Running the code below generates necessary files such as embeddings for data, metadata, checkpoints and TensorFlow variables that TensorBoard reads during startup

CODE

				## Importing required Libraries
			import os
			import tensorflow as tf
			from tensorflow.contrib.tensorboard.plugins import projector
			import numpy as np
			import pandas as pd
			from sklearn.preprocessing import StandardScaler
			from sklearn.decomposition import PCA
			
			## Get working directory
			PATH = os.getcwd()
			
			## Path to save the embedding and checkpoints generated
			LOG_DIR = PATH + '/project-tensorboard/log-1/'
			
			## Load data
			df = pd.read_csv("scaled_data.csv",index_col =0)
			
			## Load the metadata file. Metadata consists your labels. This is optional. Metadata helps us visualize(color) different clusters that form t-SNE
			metadata = os.path.join(LOG_DIR, 'df_labels.tsv')
			
			# Generating PCA and 
			pca = PCA(n_components=50,
			         random_state = 123,
			         svd_solver = 'auto'
			         )
			df_pca = pd.DataFrame(pca.fit_transform(df))
			df_pca = df_pca.values
			
			## TensorFlow Variable from data
			tf_data = tf.Variable(df_pca)
			
			## Running TensorFlow Session
			with tf.Session() as sess:
			    saver = tf.train.Saver([tf_data])
			    sess.run(tf_data.initializer)
			    saver.save(sess, os.path.join(LOG_DIR, 'tf_data.ckpt'))
			    config = projector.ProjectorConfig()
			    
			# One can add multiple embeddings.
			    embedding = config.embeddings.add()
			    embedding.tensor_name = tf_data.name
			    # Link this tensor to its metadata(Labels) file
			    embedding.metadata_path = metadata
			    # Saves a config file that TensorBoard will read during startup.
			    projector.visualize_embeddings(tf.summary.FileWriter(LOG_DIR), config)
			

Now, open terminal and run the following command

				tensorboard --logdir= "where the log files are stored"(without quotes) --port=6006

Result

Let's summarize few of our observations from the plot.

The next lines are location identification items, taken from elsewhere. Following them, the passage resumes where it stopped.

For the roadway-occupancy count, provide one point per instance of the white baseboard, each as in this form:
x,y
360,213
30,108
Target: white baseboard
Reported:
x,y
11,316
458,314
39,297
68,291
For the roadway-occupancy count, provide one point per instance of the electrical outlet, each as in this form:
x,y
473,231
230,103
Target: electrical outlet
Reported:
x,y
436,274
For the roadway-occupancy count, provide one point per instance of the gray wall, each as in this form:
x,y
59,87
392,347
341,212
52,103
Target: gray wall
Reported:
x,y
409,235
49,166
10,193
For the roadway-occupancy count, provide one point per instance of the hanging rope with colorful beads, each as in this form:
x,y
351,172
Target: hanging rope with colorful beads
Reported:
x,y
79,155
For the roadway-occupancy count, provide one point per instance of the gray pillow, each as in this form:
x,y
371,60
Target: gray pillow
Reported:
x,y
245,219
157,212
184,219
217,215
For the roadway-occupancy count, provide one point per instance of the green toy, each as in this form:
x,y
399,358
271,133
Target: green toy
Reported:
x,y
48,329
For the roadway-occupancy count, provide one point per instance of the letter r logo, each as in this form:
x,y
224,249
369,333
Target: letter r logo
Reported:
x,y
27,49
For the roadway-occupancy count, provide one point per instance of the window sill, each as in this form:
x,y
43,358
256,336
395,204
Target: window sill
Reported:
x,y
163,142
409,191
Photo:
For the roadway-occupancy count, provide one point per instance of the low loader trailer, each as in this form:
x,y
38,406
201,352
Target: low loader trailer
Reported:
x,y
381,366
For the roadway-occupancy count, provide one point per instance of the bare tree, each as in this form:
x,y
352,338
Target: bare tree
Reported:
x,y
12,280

In the above visualization, different colors from metadata(label) that are predicted using unsupervised model in this case K-Means++. We see four clusters being formed. However, our unsupervised learning model was trained with 3 clusters. We also see blue and orange cluster seem to share observations while the rest are share few observations. This shows that a good parameter tuning and careful study of observations we can identify/predict clusters that are separted nicely from one another.

Another important feature is visualizing data points and their associated images. With minimal effort a subject matter expert can carefully study clusters and deduct insights on model performance. Thus, this helps us really on visual aid along side popular unsupervised performance metrics to improve our model.